So your hypothesis is that Google took the knowledge of the search query and attached some sort of indicator that the user was interested in AA onto the user's personal data (in violation of its own policies for interest-based advertising on sensitive topics). Then, it mapped that user to a cookie (in violation of its own policy towards cookie-user matching). Then it gave a list of cookies associated with alcohol rehab to a 3rd party (also not how any Google systems work, this would be in violation of many internal policies). Then, someone was able to match cookies to email addresses (available, unfortunately, in the shadier black markets of the marketing world, but totally in violation of Google remarketing standards such that the 3rd party would be likely barred, if caught, from all Google systems). Then, the spammer bought the email addresses and sent the emails.
Alternate theory: someone at AA sold an email list to a shady marketer.
You're misremembering the article. The spam emails were claimed to be because of a Google Maps search. The AA link was because an app on the phone (probably Facebook) was mining the address book.
You'll have to explain how that's supposed to work. Are you saying that google is selling email addresses, that they are allowing people to supply content that they then send, or that the people running the ads are selling the email addresses? The first two I find extremely unlikely, and the third should not be possible, since running an ad does not give you info on who it was delivered to.

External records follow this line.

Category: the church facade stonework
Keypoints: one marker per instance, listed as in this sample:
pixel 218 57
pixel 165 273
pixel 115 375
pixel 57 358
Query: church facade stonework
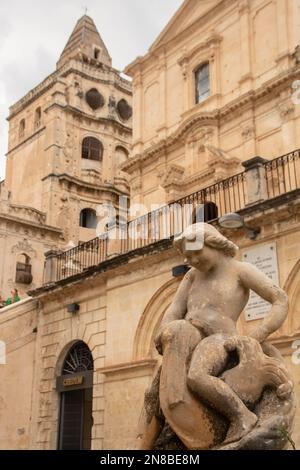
pixel 216 89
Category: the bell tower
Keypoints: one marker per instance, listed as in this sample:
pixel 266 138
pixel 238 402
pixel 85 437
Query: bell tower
pixel 69 136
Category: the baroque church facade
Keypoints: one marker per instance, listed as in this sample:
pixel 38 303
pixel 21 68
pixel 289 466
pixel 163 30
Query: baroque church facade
pixel 215 125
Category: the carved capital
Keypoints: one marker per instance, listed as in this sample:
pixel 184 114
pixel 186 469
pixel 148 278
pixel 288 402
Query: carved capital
pixel 286 111
pixel 248 133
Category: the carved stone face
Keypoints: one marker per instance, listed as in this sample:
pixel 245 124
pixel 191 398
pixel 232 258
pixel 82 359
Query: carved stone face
pixel 204 260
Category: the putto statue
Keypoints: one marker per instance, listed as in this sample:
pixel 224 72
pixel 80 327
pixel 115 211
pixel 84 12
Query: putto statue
pixel 216 388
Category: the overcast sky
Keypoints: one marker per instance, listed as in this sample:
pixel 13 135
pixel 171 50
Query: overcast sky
pixel 33 33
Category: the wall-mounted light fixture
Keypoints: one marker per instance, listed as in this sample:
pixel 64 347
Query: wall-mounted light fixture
pixel 73 308
pixel 235 221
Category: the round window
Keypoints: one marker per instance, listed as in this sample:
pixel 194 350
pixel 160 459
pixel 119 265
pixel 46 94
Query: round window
pixel 94 99
pixel 124 110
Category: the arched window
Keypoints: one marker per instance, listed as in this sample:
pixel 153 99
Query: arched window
pixel 79 359
pixel 88 218
pixel 22 129
pixel 92 149
pixel 75 385
pixel 23 269
pixel 37 118
pixel 121 156
pixel 202 83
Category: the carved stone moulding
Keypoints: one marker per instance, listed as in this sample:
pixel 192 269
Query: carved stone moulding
pixel 94 99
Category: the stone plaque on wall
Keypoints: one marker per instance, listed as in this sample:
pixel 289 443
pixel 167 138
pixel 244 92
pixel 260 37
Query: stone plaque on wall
pixel 264 257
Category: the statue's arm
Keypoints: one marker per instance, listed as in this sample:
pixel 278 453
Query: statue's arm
pixel 178 307
pixel 252 278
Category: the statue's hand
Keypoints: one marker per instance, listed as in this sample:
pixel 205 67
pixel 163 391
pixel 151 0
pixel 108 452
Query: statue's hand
pixel 157 342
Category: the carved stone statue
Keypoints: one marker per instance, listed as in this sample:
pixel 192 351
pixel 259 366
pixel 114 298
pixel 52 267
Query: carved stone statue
pixel 216 388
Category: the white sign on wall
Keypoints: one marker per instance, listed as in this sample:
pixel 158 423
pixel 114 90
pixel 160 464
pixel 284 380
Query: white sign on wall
pixel 264 257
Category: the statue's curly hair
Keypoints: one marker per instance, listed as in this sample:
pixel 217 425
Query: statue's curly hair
pixel 212 238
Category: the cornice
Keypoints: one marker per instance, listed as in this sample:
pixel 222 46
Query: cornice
pixel 103 120
pixel 160 44
pixel 121 83
pixel 212 118
pixel 42 228
pixel 63 177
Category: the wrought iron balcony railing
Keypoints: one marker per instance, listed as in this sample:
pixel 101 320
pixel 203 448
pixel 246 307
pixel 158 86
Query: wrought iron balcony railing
pixel 279 176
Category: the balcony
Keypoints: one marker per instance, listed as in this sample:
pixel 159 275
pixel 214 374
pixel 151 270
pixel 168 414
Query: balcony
pixel 262 181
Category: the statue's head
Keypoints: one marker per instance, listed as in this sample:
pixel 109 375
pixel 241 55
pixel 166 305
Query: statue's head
pixel 202 244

It gets elaborate but you can essentially buy email address -> cookie mappings or make your own. You then sync those cookies with the ad exchange and then they're returned to you with every ad auction for that user.
I used to work for an ad retargeting company. Our advertisers gave us a ton of data that we didn't necessarily want along with pixel data that we did, including email addresses. So if you're logged in to some retailers website and they were retargeting with us, they might either accidentally or deliberately passing us your email address, which would allow us (if we wanted to) to map your email address to your cookie. We see your cookie look at galleries, bam.
Or, more legally, the advertisers could be part of a specific email retargeting campaign where they give us your email addresses, and then we can establish the mapping in a more direct way.
Obviously there must have been more shading goings on in this case, but the principle is the same.
Right, but how did the cookie get associated with a Google search query and then get to the 3rd party who did the shady mapping? That's what wouldn't have happened.
If they clicked through to the art gallery website (from maps/search) and the art gallery was running an ad/tracker network that already knew the user's email from elsewhere, they could put two and two together.
Cookie onboarding services are nothing new. To start, look at a company like LiveRamp. They ask sites that get users to authenticate to login, then you provide them with an anonymous hashed email address of the user which they match with they then use to match against a larger cookie pool. If there's a match, they set another cookie.
This helps solve the issue for advertisers using retargeting where cookies don't have a long shelf life. So they leverage 2nd party data sources to basically set those cookies again for them so they can continue retargeting.
They can also work with vendors to upload their hashed email lists from their CRMs and gain access to the relevant cookies in the pool to market to them.
Onboarding vendors like this tend to pay a CPM rate based on the number of matches they can make with their cookie pool, so really all that matters is that you have a massive number of people authenticating with email addresses.
While unsettling, that still doesn't explain the data flow out of Google. Google wants your customized list of email targeting, sure. But they don't want to leak anything proprietary to others to use, such as search history.
Alternate theory: someone at AA sold an email list to a shady marketer.